Geguritan: Warisan Sastra yang Tersimpan dalam Nilai Kehidupan Masyarakat Jawa
SURABAYA – Geguritan, salah satu bentuk sastra tradisional Jawa, masih memegang peranan penting dalam budaya masyarakat Indonesia, terutama di Jawa. Puisi berbahasa Jawa ini tidak hanya mengandung keindahan bahasa, tetapi juga menyimpan berbagai pesan moral dan filosofi kehidupan. Keberadaan geguritan dalam acara-acara budaya menunjukkan bahwa sastra tradisional ini tetap relevan meskipun di tengah arus modernisasi yang mengubah banyak aspek kehidupan.

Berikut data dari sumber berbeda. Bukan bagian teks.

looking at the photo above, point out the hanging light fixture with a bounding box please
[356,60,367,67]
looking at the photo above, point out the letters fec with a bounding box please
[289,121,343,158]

Geguritan, yang berasal dari kata “gurit” (puisi), memiliki definisi menurut Pemerintah Kota Surakarta sebagai karya sastra Jawa yang kreatif dan tidak terbatas pada aturan ketat. Meskipun beberapa penulis masih mempertahankan format klasik, kebebasan berekspresi ini memungkinkan geguritan menyampaikan nilai-nilai budaya dengan gaya bahasa yang puitis dan simbolik.
Dalam konteks budaya Jawa, geguritan berfungsi lebih dari sekadar hiburan. Ia menjadi media ekspresi emosional, pendidikan karakter, sarana hiburan dalam pertunjukan seni, serta dokumentasi nilai-nilai budaya. Melalui geguritan, perasaan cinta, kerinduan, dan kebahagiaan dapat disampaikan dengan indah. Selain itu, berbagai pesan kebijaksanaan mengenai etika dan sopan santun dapat ditemukan dalam setiap baitnya.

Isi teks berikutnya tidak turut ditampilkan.